Duany Plater-Zyberk & Company (DPZ) is the world leader in the practice and direction of urban planning, having designed over 300 new and existing communities worldwide. DPZ is the Town Planner of Hampstead with Andrés Duany as the Project Manager. DPZ is led by its principals, Andrés Duany and wife Elizabeth Plater-Zyberk, who are co-founders of the Congress for the New Urbanism (CNU), recognized by the New York Times as "the most important collective architectural movement in the United States in the past fifty years." The movement, currently over 3,000 strong, marked a turning point from the segregated planning and architecture of post-war America in favor of promoting time-tested principles of traditional planning & design that created the best-loved and most-enduring places throughout the world.

DPZ’s projects have received numerous awards, including The Richard H. Driehaus Prize for Classical Architecture, 2 National AIA Awards, the Vincent Scully Prize, the Thomas Jefferson Medal and 2 Governor’s Urban Design Awards for Excellence. The firm’s early project of Seaside, Florida, was the first authentic new town to be built successfully in the United States in over 50 years. In 1989, Time Magazine selected Seaside as one of the 10 "Best of the Decade" achievements in the field of design.
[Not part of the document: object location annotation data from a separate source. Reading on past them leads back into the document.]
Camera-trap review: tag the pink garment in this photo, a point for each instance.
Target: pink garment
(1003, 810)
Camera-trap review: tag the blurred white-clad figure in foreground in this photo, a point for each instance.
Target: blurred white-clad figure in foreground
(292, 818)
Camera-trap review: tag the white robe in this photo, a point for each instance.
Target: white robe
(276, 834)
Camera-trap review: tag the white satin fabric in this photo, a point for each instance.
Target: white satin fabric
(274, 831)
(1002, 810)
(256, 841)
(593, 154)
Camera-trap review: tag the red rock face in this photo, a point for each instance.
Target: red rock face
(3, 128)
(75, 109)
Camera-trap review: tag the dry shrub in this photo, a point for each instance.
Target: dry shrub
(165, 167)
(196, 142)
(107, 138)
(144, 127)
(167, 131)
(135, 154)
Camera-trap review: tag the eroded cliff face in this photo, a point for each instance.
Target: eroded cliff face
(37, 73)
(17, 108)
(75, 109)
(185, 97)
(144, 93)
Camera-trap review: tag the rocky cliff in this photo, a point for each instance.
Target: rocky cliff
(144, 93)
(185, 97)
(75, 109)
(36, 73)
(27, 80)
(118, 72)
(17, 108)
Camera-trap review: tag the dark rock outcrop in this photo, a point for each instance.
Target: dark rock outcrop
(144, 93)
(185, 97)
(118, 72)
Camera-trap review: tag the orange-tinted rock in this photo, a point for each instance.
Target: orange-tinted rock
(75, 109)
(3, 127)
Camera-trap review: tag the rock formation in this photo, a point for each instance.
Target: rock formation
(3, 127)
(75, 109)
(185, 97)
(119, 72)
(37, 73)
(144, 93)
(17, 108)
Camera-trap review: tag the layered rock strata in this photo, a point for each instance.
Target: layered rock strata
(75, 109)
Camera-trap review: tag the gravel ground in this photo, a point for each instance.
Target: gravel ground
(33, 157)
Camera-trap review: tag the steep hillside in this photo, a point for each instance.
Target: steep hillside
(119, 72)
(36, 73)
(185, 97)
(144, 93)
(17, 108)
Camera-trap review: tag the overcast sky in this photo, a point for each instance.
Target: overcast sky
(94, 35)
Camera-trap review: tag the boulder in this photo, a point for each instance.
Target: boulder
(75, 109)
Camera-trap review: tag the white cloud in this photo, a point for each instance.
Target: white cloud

In 2004, Builder Magazine recognized Duany as among the 50 most influential people in home building. Duany was ranked after Alan Greenspan and George W. Bush, earning Duany the distinction of being the top ranking individual from the private sector. DPZ has been featured in other national media such as NBC News and ABC News, as well as Newsweek, the New York Times, the Washington Post, and the New Yorker.

The firm's method of integrating master plans with project-specific design codes can be seen in sites ranging from 10 to over 500,000 acres throughout the United States. Abroad, DPZ projects are underway in the United Kingdom, Canada, Germany, Belgium, Australia, the Philippines, Mexico, and South America. DPZ also specializes in comprehensive urban redevelopment and sprawl repair as seen in Miami, Providence, and the hurricane-devastated towns of Louisiana and Mississippi.